Empty Morning Pilgrimage

daybreak over trees and umbrella

She never came to the page unless she had a thought or an idea or had had a note. In that way, she never faced a blank page. In other words, it was a page already written upon, if only a little bit. And that little bit became when she did more to the page a little bit more. That’s it. So she never had to face it: the page. But “page,” anyway, is such a funny little thing. Here, in the United States of America, it is measured 8 ½ inches wide by 11 inches long, or tall. Not so in France. Not so in Hungary. The measurements of this page were different. And a pad of paper elsewhere won’t fit into your usual notebook, won’t fit into your usual binder. You’ll have to buy a new one to fit the new page’s new measurements. Anyway, the whole idea of “a page” was sort of silly. For almost no one in his or her right mind uses them anymore: paper pages. Paper pages of any kind of any measurement, long or short, wide or narrow aren’t used much for writing today. So, the idea of having to “face” one is a little bit amusing. The page itself is a sort of skeuomorphic reminder, the way little blue pixilated images of fake blue manila folders on my computer’s “desktop” are other sorts of reminders, too, of that other world, lost and bygone. Most of that world doesn’t feel forlorn to me at all, not anymore than my listening to a gramophone repeating the sounds of a human voice would be shocking.

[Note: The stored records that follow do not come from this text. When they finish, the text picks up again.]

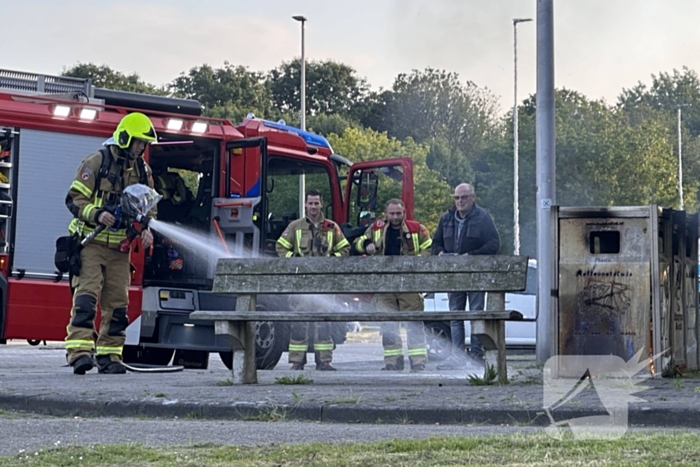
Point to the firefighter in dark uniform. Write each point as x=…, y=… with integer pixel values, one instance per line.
x=397, y=236
x=105, y=273
x=312, y=235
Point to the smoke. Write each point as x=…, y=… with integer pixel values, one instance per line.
x=600, y=46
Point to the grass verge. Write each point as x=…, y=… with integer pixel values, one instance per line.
x=667, y=449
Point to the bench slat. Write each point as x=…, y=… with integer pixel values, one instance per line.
x=359, y=266
x=507, y=315
x=369, y=282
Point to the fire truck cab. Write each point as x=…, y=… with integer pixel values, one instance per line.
x=228, y=190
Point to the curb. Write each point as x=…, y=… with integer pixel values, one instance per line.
x=333, y=413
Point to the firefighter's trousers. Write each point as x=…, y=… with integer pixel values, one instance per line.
x=391, y=339
x=104, y=277
x=299, y=338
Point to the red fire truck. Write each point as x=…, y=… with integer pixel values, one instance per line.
x=238, y=184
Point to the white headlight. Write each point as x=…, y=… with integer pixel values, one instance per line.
x=174, y=124
x=61, y=111
x=199, y=127
x=88, y=114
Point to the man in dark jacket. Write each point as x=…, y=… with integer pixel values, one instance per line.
x=466, y=229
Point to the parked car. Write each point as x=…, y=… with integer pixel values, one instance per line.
x=518, y=334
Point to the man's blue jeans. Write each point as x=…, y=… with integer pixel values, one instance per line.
x=458, y=302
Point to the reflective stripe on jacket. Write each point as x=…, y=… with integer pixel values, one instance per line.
x=302, y=238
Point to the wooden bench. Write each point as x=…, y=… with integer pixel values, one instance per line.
x=362, y=275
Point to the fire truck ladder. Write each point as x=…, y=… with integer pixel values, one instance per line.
x=32, y=83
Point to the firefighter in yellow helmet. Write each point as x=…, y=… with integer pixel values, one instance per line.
x=312, y=235
x=102, y=273
x=395, y=235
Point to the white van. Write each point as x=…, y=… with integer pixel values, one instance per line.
x=518, y=334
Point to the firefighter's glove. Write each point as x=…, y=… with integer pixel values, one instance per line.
x=146, y=238
x=106, y=218
x=320, y=247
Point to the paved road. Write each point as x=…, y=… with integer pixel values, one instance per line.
x=33, y=433
x=35, y=379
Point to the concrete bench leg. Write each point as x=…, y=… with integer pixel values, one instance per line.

I rather in my own life had sought a way, a methodology to be able to get exactly what it was I was hearing in my head down. Dante was apparently lucky to have had a scribe before him (I had once heard) before whom he could pronounce his golden words and they were taken down. In a similar fashion there is the lore of blind Milton having had his obedient daughters do the same. But I could never do that, could never face the rough circumstances of having to hear my own human voice making those sounds. The sounds themselves would barge in and push me off. There never had been anything to face at all. The blackness of dawn begins to change a little bit to light, just a little bit barely gray and the crickets of the night continue their wailful singing for a while. Soon enough the birds will come and cry among the limbs from tree to tree. An occasional car or trudging school bus or labored garbage truck will truck up the hill. This is just how it goes. Just as it is the nature of the black morning sky to soon enough open to become blue or gray or filled with thunderous clouds, that has been my own for as long as I recall. The truth is I had never had a thing in mind before my two hands were magically at work, like the shoemaker’s elves making a pair of boots, doing what they do out of joy and their own holy duty to serve for as long as they remained undiscovered by the poor & honest shoemaker and his poor & honest wife.